Je suis sans doute bêtement représentative de ma génération de trentenaires citadins bobos internautes, mais je pense n’avoir jamais fait mon choix de vote avec un tel bagage d’information…J’ai adoré lire des commentaires venus de partout et de tout le monde, souvent de très bon niveau, qui prouvent en effet qu’Internet laisse une vraie place au citoyen et fait globalement monter le niveau…Si seulement les questions des journalistes TV avaient été aussi pertinentes que celles de certains "citoyens lambda"!
Mes chouchous pendant cette campagne:
http://www.bigbangblog.net/, le blog de DAniel Schneidermann, avec un faible avoué pour les billets de Judith Bernard
aixtal.blogspot.com/, le Blog de Jean Véronis, linguiste, pour ses analyses de discours et de lexique très… parlantes.
Et puis…http://www.loiclemeur.com/france... l’illustrissime blog de l’auto-proclamé premier bloggueur de France, parce que quand c’est aussi ouvertement partisan, c’est parfois très rigolo.
question pertinente et enfin impertinente : en effet ras le bol du politiquement lisse et convenu, des questions posées à l’avance…

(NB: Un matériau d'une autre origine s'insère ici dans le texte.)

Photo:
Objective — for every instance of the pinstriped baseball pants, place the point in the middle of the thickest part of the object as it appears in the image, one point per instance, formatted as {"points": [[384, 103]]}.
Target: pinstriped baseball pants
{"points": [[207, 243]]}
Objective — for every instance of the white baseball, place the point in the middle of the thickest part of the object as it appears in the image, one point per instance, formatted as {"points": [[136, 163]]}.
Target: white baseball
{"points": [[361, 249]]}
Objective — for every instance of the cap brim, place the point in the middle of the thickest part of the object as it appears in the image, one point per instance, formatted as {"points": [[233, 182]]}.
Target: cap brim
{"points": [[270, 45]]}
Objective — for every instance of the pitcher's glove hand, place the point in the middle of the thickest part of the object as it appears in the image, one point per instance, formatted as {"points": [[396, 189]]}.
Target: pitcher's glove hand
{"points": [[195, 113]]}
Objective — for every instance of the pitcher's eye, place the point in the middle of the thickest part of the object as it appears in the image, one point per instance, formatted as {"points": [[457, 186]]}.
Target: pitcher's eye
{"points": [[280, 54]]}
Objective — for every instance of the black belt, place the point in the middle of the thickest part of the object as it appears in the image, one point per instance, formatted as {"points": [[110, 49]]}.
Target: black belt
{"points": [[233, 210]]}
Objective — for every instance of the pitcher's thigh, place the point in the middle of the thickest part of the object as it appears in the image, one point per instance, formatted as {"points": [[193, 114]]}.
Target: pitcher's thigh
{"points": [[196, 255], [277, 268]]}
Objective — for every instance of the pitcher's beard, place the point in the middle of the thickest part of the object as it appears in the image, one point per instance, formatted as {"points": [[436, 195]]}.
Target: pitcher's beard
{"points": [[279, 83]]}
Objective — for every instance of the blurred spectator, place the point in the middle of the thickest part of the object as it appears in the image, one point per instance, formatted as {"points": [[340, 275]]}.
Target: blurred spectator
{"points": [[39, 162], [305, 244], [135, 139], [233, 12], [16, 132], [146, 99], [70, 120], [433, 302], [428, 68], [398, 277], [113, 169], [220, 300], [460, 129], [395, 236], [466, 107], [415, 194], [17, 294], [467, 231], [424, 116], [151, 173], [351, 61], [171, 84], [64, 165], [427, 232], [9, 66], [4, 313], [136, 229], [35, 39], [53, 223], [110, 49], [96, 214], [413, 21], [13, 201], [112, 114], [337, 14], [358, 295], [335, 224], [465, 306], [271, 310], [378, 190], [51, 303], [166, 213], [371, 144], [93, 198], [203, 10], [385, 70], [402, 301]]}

Néanmoins, je ne suis pas sûre Alésia que le blogeur sera le journaliste de demain, nous verrons. Ce que l’on peut relever, c’est que de plus en plus de journalistes presse ou TV censurés ont fait le choix de s’exprimer exclusivement sur Internet et de créer leurs propres canaux de diffusion…
Et voilà comment Zeblog devient une mine de renseignements et d’infos pour les exposés et mémoires de jeunes étudiants…Merci Camille !
Il te reste encore à organiser l’argu en "deupartideusouparti"…La prochaine fois, promis, on y pense…Bizz bizz Marie!